2. Здесь речь идет о робких, но обрадовавших родителей попытках Лорки получить место преподавателя. Что преподавать и в каком учебном заведении, он так и не решил — дальше писем друзьям и приобретения ящика с карточками для библиографии дело не пошло. Надо заметить, что Дали был единственным среди друзей поэта, кто решительно отговаривал его от поступления на службу — наверное, он лучше других понимал и натуру друга, и масштаб его таланта. Дали по собственному опыту хорошо знал, как мучительна для взрослого сына «с неопределенным будущим» (выражение отца Лорки) полная материальная зависимость от семьи, вынудившая Лорку думать о преподавании. Дали тоже тяготился своим положением и — в отличие от друга — дошел до открытого конфликта с отцом, который, зная сына, боялся одного — что тот, «напрочь лишенный практического соображения и не способный выучиться грамоте, умрет под забором, как паршивая дворняга». Возможно, так бы оно и случилось, не встреться Дали с Галой, одаренной сверх всякой меры практическим соображением.

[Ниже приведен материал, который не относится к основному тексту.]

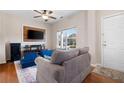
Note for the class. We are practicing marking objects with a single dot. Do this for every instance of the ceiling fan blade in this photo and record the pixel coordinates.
(38, 11)
(44, 11)
(50, 12)
(36, 16)
(46, 20)
(52, 17)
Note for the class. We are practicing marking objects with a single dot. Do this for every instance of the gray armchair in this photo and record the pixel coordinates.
(73, 70)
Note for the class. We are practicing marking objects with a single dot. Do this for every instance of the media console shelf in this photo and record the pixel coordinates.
(31, 48)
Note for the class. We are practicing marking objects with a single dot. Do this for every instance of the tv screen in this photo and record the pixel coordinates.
(32, 34)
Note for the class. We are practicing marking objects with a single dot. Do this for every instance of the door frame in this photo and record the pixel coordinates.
(102, 33)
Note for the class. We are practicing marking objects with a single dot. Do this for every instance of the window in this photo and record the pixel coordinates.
(66, 39)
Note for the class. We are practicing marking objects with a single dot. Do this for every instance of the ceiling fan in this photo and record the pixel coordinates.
(45, 14)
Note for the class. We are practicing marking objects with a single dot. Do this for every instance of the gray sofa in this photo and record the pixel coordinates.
(73, 70)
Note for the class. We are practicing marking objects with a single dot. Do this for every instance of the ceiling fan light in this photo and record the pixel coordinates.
(44, 16)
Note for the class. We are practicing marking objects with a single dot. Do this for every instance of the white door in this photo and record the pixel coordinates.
(113, 42)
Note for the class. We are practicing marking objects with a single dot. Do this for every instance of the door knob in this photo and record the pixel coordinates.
(104, 45)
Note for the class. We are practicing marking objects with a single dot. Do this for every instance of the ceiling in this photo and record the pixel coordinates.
(29, 14)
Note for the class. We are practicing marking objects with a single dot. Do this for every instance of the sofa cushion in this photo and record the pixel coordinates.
(59, 56)
(83, 50)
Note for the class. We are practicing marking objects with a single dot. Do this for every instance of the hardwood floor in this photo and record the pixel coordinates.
(96, 78)
(8, 75)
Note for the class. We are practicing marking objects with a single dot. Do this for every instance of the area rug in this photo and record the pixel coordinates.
(26, 75)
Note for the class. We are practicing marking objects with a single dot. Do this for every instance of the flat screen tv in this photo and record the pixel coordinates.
(32, 34)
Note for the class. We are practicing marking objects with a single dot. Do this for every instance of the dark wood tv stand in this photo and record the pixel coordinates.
(32, 48)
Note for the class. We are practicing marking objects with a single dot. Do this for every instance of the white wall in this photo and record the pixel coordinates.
(91, 30)
(78, 21)
(12, 29)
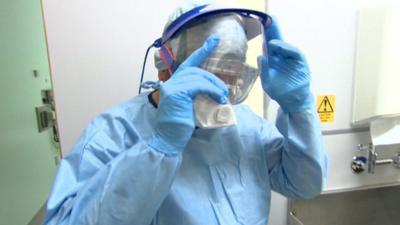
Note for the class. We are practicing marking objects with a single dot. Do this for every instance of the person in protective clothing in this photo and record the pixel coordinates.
(145, 162)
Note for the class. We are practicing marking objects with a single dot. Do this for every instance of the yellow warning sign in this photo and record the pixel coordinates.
(326, 108)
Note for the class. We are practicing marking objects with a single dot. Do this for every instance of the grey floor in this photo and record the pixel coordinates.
(366, 207)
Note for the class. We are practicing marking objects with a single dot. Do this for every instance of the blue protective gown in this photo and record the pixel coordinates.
(224, 176)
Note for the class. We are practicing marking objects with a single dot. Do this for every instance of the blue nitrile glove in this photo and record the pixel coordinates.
(284, 73)
(175, 120)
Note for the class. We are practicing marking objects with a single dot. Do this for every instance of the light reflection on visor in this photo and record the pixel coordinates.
(238, 76)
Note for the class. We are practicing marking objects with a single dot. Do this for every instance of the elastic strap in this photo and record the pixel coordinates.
(168, 58)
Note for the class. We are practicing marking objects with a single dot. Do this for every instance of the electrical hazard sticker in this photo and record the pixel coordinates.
(326, 108)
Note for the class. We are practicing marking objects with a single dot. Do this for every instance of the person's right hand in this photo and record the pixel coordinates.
(175, 120)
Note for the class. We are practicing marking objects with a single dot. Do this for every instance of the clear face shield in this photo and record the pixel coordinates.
(234, 61)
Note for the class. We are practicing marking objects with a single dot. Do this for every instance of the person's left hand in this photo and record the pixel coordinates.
(285, 75)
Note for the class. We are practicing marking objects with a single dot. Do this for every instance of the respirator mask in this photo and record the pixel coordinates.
(234, 60)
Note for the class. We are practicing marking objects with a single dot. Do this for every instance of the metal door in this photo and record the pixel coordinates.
(28, 157)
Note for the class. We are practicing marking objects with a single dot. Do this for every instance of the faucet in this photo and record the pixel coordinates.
(359, 163)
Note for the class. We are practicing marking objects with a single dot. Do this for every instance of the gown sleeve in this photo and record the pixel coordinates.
(295, 157)
(111, 176)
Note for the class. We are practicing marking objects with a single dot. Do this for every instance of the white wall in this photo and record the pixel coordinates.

3. Выставка состоялась в галерее Далмау 31 декабря 1927 г. — 14 января 1927 г. Среди представленных картин были упомянутая в одном из предыдущих писем «Девушка из Фигераса» и любимое полотно Дали «Хлебная корзинка». Направляясь в Америку, Дали, по его собственному признанию, больше всего боялся, что при кораблекрушении лучшее из написанного им — «Хлебная корзинка» — погибнет. Он не расставался с картиной ни на минуту, а на ночь привязывал ее себе на грудь — на случай, если его «спасут в бессознательном состоянии».